Availability: In stock
344pp. ¦ $68 £48 €55
In recent decades, the international economy has witnessed fundamental changes in the way manufacturing is organised: products are no longer manufactured in their entirety in a single location. Instead, the production process is often split across a number of stages located in countries that are frequently far apart from each other. By spreading out their manufacturing and supply chain activities globally through international investment and intra-firm trade, Multinational enterprises (MNEs) play a focal role in this reorganisation of production.
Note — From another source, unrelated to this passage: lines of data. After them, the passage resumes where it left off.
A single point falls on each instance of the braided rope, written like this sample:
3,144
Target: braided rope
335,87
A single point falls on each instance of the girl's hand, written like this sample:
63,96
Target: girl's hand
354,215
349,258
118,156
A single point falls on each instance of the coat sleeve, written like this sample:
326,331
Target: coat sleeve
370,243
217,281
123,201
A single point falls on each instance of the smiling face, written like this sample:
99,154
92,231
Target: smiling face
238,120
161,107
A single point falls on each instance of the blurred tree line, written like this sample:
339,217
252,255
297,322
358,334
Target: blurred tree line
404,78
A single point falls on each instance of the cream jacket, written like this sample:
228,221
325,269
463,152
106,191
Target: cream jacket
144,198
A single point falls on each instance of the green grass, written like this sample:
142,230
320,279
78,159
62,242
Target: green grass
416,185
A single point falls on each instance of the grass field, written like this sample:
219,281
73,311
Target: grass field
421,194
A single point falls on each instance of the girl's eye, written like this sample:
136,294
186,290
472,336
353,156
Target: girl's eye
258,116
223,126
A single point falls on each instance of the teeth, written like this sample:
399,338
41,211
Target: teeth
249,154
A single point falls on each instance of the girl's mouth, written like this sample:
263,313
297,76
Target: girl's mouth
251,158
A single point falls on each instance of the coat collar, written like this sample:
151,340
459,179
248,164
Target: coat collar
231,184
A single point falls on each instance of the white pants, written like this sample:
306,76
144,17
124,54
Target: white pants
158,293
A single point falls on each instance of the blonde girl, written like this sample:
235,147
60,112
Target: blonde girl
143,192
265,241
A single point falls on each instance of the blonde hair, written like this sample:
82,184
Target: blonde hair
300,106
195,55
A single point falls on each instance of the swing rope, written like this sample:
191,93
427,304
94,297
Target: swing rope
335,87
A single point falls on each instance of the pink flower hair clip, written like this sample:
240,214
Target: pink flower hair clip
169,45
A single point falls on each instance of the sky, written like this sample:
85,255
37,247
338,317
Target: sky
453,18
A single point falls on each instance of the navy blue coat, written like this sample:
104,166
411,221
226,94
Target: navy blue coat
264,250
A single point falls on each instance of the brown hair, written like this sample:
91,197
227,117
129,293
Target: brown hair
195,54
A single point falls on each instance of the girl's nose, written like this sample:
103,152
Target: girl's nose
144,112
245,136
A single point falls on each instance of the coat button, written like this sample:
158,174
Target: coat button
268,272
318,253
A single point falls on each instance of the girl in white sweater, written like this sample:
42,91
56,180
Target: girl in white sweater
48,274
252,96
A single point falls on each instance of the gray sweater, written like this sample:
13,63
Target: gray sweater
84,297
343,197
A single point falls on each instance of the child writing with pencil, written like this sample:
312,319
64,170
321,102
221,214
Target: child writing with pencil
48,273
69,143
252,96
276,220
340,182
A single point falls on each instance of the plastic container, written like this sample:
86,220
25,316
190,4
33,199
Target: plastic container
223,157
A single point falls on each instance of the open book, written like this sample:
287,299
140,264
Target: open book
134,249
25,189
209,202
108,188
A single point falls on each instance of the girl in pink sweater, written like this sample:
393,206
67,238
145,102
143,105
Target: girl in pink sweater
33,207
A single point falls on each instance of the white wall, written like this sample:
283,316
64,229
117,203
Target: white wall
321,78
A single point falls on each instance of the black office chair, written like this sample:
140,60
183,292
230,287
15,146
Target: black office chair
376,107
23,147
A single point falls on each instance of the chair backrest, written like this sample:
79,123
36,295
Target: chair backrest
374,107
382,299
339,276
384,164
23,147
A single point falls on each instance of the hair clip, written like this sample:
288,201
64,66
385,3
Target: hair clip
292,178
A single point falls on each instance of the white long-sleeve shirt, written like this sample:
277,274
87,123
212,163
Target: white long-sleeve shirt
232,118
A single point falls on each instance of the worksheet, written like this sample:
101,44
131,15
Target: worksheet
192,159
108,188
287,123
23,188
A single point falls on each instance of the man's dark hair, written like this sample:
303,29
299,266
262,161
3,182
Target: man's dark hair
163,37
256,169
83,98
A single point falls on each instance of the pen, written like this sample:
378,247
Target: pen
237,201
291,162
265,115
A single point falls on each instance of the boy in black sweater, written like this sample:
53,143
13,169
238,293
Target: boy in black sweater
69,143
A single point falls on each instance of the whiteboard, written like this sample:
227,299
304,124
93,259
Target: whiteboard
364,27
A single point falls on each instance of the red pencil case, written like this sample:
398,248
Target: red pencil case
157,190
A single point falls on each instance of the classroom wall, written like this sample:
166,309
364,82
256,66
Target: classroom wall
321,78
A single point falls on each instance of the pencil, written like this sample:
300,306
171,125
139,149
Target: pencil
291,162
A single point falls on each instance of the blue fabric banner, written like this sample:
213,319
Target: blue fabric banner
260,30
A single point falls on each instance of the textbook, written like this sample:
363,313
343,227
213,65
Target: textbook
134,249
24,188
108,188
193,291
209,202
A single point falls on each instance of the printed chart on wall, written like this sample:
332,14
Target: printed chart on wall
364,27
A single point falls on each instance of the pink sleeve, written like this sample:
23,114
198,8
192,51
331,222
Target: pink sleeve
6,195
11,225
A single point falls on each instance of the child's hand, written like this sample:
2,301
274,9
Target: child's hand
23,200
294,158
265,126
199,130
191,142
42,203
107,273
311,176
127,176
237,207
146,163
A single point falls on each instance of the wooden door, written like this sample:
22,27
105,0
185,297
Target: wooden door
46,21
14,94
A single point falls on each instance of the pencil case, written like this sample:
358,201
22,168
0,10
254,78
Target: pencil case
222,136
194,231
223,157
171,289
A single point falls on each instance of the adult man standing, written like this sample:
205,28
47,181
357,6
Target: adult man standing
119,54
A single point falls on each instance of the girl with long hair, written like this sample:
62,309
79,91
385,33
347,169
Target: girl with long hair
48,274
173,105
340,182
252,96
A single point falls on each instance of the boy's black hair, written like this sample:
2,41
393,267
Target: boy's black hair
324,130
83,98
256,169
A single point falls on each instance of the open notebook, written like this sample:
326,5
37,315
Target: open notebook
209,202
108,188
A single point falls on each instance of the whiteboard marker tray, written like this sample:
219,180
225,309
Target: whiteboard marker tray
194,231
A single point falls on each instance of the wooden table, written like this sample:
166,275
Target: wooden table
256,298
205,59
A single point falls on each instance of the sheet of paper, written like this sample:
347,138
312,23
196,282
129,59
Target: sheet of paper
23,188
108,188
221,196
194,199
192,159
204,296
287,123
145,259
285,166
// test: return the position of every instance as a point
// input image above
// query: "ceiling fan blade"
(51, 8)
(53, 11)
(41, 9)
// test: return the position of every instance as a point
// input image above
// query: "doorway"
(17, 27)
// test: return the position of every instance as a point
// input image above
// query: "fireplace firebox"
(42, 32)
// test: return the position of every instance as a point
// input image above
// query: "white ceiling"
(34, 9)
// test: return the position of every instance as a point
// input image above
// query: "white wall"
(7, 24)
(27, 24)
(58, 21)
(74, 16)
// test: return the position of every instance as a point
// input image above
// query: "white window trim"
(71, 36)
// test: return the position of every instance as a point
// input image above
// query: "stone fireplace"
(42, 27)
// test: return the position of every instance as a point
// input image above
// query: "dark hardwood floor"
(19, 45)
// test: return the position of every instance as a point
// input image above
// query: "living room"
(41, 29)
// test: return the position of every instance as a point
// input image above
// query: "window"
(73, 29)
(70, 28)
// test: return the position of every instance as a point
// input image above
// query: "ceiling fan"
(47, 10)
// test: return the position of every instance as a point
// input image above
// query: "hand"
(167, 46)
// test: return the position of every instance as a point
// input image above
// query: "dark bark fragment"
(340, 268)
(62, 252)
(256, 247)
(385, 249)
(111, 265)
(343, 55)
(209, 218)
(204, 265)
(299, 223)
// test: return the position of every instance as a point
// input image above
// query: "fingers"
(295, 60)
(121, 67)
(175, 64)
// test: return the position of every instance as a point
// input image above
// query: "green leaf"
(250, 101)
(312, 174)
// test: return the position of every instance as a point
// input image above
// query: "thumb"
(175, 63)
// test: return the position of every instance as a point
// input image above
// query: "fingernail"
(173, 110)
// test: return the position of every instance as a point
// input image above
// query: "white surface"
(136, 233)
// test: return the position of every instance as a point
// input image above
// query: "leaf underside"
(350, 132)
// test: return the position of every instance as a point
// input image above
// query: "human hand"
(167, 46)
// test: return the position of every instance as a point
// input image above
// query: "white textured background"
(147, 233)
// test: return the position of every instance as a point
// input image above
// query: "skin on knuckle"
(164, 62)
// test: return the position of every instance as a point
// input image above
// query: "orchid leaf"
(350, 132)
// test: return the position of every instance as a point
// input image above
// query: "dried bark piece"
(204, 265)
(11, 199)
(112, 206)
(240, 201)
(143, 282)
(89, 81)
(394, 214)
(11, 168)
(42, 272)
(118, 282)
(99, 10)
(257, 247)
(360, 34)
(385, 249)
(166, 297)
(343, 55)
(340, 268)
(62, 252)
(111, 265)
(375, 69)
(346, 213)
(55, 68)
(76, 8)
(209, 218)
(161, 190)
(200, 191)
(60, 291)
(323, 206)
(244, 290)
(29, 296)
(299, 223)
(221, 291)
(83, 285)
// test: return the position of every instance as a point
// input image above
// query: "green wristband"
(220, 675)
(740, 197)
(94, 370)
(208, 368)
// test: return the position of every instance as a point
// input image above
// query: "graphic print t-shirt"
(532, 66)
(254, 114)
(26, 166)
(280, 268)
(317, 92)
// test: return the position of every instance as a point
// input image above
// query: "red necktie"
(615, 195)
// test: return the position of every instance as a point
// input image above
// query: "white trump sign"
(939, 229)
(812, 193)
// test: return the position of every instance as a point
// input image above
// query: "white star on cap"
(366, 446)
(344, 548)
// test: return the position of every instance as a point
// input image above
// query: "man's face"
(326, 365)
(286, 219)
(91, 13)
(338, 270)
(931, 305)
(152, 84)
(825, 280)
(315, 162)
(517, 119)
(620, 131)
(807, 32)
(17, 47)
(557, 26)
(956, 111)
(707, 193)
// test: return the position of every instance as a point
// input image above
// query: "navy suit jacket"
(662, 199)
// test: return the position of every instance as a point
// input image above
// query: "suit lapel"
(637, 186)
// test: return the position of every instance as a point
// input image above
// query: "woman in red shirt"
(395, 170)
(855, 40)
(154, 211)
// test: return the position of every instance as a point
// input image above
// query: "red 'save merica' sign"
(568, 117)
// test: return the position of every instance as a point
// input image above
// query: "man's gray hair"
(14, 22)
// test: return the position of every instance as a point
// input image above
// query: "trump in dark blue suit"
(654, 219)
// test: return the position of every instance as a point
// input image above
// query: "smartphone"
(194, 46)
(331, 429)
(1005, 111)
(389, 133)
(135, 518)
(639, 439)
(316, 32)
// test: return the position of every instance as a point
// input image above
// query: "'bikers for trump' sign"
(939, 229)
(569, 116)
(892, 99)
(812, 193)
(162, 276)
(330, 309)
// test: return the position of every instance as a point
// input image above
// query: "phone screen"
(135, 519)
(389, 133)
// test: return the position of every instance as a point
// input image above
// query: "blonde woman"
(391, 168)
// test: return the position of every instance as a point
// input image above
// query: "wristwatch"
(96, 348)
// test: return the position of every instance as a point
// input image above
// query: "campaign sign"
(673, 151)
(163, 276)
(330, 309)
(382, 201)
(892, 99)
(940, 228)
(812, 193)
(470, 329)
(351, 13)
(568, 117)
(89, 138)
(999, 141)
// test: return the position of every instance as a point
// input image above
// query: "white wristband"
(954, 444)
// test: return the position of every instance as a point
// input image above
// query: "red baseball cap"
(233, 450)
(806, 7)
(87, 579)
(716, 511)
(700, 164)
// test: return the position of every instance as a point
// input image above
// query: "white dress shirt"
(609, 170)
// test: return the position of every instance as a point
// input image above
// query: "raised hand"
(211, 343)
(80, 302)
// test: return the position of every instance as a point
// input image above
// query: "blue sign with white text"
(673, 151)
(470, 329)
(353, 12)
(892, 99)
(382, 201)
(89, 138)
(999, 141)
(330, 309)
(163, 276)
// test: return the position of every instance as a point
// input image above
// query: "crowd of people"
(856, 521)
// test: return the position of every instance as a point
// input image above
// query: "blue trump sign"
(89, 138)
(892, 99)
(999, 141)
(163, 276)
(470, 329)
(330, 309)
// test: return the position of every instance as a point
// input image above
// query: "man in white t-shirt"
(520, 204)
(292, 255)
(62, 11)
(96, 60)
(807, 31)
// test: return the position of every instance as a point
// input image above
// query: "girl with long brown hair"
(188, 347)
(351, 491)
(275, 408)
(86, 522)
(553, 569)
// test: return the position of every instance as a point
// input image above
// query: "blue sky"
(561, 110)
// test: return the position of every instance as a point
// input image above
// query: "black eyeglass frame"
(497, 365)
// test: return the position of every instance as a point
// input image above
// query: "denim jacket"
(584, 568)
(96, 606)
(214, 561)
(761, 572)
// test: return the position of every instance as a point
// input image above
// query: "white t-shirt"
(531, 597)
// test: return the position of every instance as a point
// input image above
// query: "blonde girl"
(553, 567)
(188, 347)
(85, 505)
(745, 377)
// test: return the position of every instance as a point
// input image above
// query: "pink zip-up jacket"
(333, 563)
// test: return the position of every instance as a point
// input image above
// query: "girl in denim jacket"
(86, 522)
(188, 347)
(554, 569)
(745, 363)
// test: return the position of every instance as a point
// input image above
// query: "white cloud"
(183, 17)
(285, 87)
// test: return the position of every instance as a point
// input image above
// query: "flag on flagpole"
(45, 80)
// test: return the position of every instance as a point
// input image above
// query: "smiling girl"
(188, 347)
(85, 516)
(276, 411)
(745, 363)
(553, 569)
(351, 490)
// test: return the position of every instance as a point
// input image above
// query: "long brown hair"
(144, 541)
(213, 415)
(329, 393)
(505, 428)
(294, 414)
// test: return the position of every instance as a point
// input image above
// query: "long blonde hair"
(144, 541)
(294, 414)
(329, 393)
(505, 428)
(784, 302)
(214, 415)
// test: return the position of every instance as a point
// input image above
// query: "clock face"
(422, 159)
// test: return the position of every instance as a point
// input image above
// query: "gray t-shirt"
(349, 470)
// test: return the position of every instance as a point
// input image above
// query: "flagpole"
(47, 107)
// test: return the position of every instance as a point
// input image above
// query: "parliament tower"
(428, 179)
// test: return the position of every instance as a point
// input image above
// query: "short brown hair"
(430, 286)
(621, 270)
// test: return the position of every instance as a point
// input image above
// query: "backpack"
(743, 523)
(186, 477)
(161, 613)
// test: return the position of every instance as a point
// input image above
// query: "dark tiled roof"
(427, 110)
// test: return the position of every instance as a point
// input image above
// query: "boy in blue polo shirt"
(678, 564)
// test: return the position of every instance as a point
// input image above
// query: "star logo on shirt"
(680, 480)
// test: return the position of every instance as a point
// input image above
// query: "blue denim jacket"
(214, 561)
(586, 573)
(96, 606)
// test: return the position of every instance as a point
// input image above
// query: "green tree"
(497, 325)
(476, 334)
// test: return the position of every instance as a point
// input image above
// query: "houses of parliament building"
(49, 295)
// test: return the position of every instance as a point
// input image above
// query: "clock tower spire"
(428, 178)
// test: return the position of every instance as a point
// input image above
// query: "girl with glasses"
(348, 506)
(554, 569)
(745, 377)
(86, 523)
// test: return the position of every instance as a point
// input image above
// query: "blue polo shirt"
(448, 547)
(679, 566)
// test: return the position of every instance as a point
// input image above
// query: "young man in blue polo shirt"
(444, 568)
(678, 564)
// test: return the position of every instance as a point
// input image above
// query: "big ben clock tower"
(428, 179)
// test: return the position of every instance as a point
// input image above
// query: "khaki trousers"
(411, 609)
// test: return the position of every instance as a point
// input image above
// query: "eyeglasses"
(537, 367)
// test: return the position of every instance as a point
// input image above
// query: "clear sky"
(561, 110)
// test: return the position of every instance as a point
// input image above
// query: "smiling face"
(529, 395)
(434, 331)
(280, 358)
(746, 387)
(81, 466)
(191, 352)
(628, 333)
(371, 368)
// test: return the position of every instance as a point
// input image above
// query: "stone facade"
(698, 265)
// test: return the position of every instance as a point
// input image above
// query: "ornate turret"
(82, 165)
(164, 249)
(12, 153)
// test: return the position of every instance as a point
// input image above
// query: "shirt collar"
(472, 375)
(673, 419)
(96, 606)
Our ability to understand the global economy, therefore, requires an understanding of the interdependencies between the entities involved in such fragmented production. Traditional methods and statistical approaches are insufficient to address this challenge. Instead, an approach is required that allows us to account for these interdependencies. The most promising approach so far is network analysis. ‘Networks of International Trade and Investment’ makes a case for the use of network analysis alongside existing techniques in order to investigate pressing issues in international business and economics. The authors put forward a range of well-informed studies that examine compelling topics such as the role of emerging economies in global trade and the evolution of world trade patterns. They look at how network analysis, as both an approach and a methodology, can explain international business and economics phenomena, in particular, in relation to international trade and investment. Providing a comprehensive but accessible explanation of the applications of network analysis and some of the most recent methodological advances in its field, this edited volume is an important contribution to research in international trade and investment.